Her voice screams, “Darkness! My heart… It hurts…”

My fire fades, and so do her words, leaving me surrounded by smoldering rock and smoke-filled air and a silence that deafens me.

I slump forward, my shoulders hunched, my hands planted on the cave floor, my body as scorching hot as the stone beneath me.

Final ripples of fire radiate through my bones before the silence becomes complete, leaving my mind to churn.

I don’t understand how I heard her just now. For that matter, I don’t know how I connected with her yesterday.

I wasn’t dreaming then, and now I ask myself: If I hadn’t been sleeping just now, would I have seen and heard her more clearly?

I always sleep during the hottest part of the day. All my people do. When the sun scorches the sand, even Ember Fae must escape to the cool caverns beneath the desert’s surface.
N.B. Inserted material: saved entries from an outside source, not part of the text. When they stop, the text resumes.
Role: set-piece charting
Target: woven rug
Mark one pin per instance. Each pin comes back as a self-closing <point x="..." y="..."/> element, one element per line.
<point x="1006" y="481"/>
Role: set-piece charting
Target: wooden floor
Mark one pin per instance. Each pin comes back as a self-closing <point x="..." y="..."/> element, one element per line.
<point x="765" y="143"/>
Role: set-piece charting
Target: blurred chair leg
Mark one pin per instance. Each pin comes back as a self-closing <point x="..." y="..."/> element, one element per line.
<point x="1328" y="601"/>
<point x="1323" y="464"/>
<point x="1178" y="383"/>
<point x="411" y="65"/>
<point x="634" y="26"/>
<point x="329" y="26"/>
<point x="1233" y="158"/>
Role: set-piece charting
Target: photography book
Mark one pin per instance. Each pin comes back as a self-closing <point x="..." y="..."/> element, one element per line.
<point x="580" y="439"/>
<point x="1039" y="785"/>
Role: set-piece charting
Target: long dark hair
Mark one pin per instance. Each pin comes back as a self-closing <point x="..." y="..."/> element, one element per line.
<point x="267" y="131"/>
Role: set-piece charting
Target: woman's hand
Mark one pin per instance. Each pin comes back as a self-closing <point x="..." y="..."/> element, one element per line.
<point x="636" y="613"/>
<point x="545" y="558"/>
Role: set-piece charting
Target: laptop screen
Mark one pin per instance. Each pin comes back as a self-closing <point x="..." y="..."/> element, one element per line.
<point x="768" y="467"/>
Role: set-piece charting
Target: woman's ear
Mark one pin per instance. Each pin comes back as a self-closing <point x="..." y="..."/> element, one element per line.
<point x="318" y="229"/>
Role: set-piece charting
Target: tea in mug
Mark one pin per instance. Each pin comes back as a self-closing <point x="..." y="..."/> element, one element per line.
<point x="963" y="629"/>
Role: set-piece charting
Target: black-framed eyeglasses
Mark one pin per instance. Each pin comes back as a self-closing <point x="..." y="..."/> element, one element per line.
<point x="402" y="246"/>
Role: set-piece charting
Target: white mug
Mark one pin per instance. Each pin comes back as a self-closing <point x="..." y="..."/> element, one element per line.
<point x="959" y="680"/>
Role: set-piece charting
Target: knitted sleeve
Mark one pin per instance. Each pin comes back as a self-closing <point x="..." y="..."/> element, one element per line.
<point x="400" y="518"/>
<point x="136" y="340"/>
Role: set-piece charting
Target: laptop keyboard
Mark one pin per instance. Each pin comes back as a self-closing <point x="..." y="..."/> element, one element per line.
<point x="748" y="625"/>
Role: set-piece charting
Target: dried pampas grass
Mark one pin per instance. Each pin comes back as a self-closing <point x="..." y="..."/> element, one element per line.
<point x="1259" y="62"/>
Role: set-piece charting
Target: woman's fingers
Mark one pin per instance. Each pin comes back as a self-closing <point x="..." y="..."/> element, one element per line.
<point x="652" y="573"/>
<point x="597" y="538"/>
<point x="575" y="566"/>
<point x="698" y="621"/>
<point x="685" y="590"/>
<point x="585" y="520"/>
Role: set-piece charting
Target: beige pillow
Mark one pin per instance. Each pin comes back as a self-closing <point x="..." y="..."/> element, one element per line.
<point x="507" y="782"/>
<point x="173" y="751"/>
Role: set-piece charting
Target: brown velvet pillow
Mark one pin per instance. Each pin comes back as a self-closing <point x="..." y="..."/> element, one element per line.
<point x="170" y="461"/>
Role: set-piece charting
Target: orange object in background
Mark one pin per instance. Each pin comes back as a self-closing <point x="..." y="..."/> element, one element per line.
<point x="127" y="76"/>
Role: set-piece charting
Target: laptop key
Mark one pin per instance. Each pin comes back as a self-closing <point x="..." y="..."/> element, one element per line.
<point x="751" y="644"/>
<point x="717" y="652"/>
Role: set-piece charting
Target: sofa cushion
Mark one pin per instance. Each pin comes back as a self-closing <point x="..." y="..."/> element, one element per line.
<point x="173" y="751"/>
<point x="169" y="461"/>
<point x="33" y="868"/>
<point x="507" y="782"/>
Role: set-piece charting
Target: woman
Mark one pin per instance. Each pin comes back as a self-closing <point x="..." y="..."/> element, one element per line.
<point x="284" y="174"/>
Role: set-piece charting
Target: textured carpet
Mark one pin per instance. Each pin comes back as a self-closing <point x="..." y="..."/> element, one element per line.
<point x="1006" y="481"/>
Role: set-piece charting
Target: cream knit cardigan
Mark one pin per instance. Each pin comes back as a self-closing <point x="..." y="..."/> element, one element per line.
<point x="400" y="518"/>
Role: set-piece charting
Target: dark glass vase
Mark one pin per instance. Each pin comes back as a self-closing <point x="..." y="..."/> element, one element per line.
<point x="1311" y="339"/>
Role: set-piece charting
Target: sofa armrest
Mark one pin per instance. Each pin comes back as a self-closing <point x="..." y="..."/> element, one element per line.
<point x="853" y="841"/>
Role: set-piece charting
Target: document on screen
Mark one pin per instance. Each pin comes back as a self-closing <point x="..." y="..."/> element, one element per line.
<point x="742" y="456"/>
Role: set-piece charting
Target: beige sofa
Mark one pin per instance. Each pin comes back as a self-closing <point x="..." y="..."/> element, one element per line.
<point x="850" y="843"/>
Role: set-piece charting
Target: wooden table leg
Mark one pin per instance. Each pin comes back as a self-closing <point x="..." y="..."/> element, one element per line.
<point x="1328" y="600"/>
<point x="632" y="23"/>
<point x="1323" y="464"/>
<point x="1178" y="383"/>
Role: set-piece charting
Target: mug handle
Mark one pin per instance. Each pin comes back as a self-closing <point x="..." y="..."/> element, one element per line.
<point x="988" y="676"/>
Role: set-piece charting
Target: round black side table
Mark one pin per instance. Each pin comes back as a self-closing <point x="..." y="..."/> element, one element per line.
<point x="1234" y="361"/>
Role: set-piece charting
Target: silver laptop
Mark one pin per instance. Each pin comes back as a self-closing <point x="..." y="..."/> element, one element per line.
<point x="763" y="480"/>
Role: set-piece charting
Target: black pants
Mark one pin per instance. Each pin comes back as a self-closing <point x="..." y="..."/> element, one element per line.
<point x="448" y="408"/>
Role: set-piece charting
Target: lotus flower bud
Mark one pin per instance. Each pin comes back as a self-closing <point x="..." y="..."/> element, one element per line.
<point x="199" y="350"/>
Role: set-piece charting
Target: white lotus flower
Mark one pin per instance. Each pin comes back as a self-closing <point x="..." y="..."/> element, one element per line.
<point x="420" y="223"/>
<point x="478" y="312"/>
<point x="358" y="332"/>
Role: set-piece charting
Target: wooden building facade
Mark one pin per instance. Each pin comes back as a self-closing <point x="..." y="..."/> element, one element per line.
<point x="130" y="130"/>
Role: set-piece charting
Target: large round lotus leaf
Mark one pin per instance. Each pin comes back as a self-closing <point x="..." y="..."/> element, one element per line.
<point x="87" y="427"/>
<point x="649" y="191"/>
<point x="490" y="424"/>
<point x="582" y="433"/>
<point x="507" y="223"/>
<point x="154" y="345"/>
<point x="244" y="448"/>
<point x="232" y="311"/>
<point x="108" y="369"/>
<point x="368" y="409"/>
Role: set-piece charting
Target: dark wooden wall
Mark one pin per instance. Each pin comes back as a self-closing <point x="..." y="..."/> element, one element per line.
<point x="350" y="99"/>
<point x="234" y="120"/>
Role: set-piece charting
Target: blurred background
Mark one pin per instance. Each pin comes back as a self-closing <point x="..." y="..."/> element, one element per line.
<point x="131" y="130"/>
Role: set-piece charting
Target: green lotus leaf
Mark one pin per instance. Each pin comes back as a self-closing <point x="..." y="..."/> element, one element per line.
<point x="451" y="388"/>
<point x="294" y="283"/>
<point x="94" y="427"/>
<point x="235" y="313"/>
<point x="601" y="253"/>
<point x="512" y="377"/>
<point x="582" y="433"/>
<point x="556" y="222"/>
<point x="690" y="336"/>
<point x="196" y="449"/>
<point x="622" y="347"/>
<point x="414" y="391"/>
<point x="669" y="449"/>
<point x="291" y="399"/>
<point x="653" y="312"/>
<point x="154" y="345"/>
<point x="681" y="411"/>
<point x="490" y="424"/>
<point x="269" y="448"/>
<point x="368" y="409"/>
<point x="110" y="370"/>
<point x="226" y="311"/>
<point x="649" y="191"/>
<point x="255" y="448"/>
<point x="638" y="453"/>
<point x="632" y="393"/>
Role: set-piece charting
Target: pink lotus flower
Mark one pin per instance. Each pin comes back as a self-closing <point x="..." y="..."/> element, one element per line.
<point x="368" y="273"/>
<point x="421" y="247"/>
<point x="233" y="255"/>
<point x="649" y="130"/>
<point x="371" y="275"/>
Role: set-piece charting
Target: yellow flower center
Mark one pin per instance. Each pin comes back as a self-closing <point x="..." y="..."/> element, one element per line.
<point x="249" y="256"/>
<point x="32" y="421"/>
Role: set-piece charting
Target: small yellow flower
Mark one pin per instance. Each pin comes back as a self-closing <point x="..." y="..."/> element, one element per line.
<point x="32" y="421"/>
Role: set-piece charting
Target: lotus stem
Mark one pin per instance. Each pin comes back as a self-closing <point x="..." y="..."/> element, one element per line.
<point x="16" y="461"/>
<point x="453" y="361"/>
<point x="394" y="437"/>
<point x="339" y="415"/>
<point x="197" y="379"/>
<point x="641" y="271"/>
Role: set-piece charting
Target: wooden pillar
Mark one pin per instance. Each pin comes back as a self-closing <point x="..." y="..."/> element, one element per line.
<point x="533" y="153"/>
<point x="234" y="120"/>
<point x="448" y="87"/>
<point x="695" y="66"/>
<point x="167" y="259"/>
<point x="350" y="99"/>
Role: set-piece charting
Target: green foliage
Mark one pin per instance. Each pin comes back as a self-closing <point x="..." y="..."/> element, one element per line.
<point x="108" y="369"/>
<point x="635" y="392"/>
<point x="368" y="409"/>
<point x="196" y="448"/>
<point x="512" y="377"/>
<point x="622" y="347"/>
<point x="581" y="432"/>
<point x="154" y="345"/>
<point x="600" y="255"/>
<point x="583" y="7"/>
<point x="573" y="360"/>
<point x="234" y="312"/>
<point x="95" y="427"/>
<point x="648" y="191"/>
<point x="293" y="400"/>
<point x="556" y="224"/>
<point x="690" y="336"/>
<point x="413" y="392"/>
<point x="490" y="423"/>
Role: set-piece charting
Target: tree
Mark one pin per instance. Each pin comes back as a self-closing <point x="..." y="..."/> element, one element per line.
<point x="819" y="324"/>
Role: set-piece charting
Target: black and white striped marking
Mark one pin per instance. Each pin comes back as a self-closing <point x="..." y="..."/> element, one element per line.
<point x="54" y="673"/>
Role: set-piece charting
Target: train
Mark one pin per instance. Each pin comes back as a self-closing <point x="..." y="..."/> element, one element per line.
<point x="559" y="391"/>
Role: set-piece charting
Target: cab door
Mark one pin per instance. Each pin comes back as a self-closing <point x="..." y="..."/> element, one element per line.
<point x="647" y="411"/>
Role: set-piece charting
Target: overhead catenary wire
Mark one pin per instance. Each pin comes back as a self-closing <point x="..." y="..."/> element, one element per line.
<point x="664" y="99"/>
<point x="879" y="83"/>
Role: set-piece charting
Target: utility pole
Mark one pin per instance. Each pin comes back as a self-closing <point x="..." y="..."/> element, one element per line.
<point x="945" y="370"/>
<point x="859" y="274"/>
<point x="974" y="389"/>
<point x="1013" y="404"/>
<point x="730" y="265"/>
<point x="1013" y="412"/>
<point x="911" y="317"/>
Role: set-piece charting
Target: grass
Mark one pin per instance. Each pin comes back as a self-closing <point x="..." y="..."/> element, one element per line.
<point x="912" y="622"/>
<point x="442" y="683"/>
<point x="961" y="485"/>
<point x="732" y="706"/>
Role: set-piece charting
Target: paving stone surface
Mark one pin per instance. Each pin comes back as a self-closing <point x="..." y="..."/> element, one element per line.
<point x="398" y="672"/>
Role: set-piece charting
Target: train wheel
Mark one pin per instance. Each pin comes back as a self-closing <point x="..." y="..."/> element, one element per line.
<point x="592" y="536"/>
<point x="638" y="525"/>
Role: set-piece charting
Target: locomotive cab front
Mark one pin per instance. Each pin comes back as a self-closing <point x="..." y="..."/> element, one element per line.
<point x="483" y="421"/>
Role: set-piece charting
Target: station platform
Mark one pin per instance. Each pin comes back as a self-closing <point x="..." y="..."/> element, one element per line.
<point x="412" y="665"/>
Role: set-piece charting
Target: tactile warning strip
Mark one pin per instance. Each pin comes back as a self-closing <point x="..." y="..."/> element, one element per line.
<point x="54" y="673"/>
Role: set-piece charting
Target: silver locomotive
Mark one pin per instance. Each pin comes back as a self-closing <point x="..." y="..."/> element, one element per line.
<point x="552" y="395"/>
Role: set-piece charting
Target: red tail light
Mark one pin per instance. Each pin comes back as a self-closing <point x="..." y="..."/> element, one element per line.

Well, except for me. I can roam the dunes when the sun’s heat would strip the flesh from other fae’s bones. I choose to sleep when my people sleep because it’s a connection to normalcy. An illusion to sustain the belief that I can carve out a life like theirs.

Now, I berate myself for it.

If I’d been awake, I might have heard what the Oracle was trying to tell me.

If nothing else, her cries have reinforced my greatest challenge: I don’t have a hope of wresting her from Antony’s control if I can’t keep her safe from my flames.

I spent nearly all of last night putting together a plan, starting with considering each of the Iron Kingdom’s weakest southern points I could infiltrate.

I’ll have to travel on foot because my serpent will be seen and intercepted in the air, but if I go alone and move quietly from village to village, I’m certain I can make it all the way to the Starlit City without detection. From there, I can figure out how to take the Oracle from Antony’s control.

No matter how well I plan, it’s my fire that will be my undoing.

For that, I have a solution.

I just haven’t wanted to risk it until now.

With a snarl of determination, I lurch to my feetcompletely naked and stumble along the narrow, meandering tunnel that leads to the cave’s entrance.

I draw a sharp breath at how molten the rock walls have become and how far my fire has extended.

This corridor stems my fire and stops it from reaching any other tunnels within the underground city, where my people spend much of their time. But the charring on the walls tells me my fire traveled much further than it has before.

My power’s getting worse. But I fucking knew that already.

It takes me a full five minutes to reach the outer cave closer to the surface, where I store my clothing and armor.

I choose my most inconspicuous options—high boots, long pants, long sleeves, along with a cowl, hood, and face mask. It’s the same garb my people wear, and, in this clothing, I can disappear into any crowd. Unrecognizable.